The group was formed following the death of George Floyd at the hands of Minneapolis police officers, which sparked nationwide protests and demonstrations against racial injustice.
Rear Adm. Alvin Holsey, one of the Navy’s few Black admirals, led the task force, which held nearly 300 listening sessions and conducted close to 1,000 online surveys with the fleet.
“Every listening session had the same key themes: respect, empathy, training, skepticism,” Holsey told reporters on Monday.
Skepticism frequently stood out in the sessions, he said.
“There were several sailors who said, ‘Hey, why now? We’re not really sure anything’s gonna happen.’ We told them that . . . sometimes we take our feet off the pedal, sometimes we can lose focus, but we’re very focused at this time here.”
The suggestions that stemmed from the discussions include basic changes, such as adding “Respect” to the Navy’s core values, as well as more complex alterations, like using artificial intelligence to reduce potential bias when selecting sailors for promotion.
The task force called for increased transparency in how the Navy chooses people for promotion and top assignments by revealing more statistics about such advancements. Details about race, ethnicity and gender should now be shown as it would “reduce perceptions of favoritism or bias in the selection board process,” according to the report.
In addition, the group recommends that the Navy assess “problematic names” for ships, buildings and streets. Such ships include the USS Chancellorsville, named after a Confederacy victory during the Civil War. The USS John C. Stennis, meanwhile, is an aircraft carrier named after a segregationist senator.

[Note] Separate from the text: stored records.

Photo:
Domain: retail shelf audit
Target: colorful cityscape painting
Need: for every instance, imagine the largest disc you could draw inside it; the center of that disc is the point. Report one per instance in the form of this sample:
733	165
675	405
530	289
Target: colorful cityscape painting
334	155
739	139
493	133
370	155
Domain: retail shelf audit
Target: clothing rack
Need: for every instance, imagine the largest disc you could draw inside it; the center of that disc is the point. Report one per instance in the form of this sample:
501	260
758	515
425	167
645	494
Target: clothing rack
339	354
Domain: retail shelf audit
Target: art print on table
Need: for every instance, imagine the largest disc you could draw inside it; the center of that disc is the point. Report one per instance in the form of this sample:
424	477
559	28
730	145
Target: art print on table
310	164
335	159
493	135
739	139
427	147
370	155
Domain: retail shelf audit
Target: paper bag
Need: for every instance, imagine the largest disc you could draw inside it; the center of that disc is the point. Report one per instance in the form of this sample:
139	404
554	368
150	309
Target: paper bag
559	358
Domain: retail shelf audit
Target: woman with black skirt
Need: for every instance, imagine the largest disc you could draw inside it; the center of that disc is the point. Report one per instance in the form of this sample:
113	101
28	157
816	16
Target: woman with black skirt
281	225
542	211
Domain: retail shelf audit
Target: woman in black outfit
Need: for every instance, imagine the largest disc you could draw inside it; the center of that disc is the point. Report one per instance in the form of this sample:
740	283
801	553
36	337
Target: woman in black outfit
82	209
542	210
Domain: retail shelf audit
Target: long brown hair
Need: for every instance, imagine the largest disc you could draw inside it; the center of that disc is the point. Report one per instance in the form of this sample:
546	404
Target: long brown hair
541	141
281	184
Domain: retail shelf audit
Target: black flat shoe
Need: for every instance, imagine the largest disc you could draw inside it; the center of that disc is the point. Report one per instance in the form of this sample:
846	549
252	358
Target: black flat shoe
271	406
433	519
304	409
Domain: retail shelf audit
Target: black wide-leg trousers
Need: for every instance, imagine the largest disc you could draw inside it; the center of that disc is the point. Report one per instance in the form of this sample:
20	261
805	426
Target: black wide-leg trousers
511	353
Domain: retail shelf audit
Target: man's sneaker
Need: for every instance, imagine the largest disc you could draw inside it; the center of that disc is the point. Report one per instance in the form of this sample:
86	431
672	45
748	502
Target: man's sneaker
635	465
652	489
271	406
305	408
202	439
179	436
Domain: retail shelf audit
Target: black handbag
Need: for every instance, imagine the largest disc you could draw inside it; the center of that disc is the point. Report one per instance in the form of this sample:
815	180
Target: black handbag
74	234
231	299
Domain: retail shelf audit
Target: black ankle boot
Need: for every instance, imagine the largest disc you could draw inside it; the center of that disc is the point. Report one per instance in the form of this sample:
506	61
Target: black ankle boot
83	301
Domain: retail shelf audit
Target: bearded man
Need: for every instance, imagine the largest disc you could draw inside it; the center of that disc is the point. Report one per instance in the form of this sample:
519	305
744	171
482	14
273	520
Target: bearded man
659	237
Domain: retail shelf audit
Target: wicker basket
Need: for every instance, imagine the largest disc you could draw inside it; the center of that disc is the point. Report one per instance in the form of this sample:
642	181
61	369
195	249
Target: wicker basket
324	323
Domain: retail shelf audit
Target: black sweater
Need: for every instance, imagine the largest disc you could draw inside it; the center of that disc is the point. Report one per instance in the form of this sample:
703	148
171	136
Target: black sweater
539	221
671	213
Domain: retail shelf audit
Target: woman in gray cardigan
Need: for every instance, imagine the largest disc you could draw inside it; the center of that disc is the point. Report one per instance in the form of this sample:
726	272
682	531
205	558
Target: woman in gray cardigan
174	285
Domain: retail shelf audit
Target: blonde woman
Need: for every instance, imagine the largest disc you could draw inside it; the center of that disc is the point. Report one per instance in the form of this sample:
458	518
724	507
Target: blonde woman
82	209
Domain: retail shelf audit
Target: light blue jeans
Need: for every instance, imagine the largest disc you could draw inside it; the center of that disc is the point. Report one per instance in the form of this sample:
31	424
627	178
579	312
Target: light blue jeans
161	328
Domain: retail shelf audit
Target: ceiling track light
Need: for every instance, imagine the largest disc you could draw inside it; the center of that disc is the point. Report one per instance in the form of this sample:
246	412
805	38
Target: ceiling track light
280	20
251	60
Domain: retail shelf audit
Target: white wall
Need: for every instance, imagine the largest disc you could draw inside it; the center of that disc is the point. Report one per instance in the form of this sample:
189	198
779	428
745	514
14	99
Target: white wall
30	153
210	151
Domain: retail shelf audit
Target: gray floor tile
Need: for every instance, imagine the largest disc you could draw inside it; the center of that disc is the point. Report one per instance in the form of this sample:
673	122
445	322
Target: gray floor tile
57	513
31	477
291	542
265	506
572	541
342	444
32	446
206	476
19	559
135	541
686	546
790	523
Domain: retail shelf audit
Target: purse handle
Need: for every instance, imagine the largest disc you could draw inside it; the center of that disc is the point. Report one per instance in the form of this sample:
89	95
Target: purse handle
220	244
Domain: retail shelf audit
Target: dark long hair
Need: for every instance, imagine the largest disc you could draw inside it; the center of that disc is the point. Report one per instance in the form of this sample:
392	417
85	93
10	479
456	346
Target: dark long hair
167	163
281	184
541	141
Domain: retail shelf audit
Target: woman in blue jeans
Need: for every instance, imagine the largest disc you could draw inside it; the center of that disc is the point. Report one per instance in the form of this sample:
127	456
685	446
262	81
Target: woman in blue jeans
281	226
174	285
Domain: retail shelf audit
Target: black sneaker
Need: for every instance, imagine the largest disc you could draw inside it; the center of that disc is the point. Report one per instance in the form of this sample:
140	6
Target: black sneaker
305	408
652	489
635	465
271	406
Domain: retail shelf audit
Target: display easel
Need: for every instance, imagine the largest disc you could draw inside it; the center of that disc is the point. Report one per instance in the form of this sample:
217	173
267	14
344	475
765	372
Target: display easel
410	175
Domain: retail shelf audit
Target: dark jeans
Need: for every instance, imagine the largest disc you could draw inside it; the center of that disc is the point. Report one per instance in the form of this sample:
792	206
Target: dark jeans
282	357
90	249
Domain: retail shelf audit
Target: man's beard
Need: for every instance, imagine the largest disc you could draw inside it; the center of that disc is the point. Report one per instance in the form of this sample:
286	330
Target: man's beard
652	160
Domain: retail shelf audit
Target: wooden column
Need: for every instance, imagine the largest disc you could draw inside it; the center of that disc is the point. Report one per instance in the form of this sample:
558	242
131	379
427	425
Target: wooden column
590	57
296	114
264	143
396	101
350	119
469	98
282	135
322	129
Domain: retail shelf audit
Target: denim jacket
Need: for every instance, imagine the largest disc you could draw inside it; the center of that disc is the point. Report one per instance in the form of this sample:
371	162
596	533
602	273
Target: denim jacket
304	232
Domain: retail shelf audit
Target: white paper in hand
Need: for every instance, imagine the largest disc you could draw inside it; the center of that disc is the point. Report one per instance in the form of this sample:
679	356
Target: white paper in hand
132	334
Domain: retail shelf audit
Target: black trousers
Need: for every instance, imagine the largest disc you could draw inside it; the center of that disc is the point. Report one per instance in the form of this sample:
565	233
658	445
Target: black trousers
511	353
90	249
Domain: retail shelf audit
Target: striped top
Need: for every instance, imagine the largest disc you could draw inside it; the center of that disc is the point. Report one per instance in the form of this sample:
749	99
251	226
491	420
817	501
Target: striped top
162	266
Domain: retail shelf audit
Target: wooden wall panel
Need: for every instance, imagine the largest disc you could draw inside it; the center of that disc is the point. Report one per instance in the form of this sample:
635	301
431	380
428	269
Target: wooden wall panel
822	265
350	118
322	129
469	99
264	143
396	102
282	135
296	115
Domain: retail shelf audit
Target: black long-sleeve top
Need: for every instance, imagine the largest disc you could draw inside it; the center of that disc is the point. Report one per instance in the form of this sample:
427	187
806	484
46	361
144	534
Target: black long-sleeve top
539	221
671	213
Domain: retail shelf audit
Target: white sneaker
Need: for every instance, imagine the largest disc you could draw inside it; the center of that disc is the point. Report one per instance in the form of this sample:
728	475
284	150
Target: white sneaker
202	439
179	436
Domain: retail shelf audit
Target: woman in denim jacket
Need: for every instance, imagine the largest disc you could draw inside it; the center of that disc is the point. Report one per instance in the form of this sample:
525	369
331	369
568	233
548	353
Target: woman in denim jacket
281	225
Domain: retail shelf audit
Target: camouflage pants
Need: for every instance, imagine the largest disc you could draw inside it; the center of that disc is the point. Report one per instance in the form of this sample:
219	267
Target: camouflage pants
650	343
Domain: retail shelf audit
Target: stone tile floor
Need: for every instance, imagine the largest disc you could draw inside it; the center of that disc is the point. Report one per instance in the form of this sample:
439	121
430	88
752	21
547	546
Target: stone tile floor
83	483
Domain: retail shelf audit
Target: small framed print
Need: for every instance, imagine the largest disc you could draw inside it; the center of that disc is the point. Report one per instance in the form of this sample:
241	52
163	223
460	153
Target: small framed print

The task force also allowed that while its suggestions are a step in the right direction, not all of them might hit the mark on its intended goals.
“The recommendations might not all be right, but they are recommendations, nonetheless,” the report states. “Recommendations were developed that recognize some systemic inequalities and offer solutions to help our Navy become a more lethal and well-connected warfighting force.”
The Navy, while more diverse than the United States as a whole, struggles with diversity among its highest ranked officers. Out of 219 admirals, only 16 are female, none with four stars, and only six are Black, none with more than two stars.
“Our Navy must continue to remove barriers to service, and most importantly, be a shining example of a workforce centered on respect, inclusive of all. Simply put, all Sailors – uniformed and civilian – and applicants for accession to the Navy must be treated with dignity and respect above all else,” Gilday said in a statement ahead of the report’s release.
He added that there is “still work to be done,” but he is “confident that this report’s recommendations will help make our Navy better, and we will move forward together towards meaningful long-lasting change.”
The Navy does not yet have a timeline for implementing the task force’s recommendations, as Gilday must first sign off on the proposals before the service will “move out full speed ahead” to implement them, according to a fact sheet on the report.
“Some of the recommendations may require a delayed or phased approach to achieve their desired goals due to the complexity of the recommendation,” the fact sheet notes.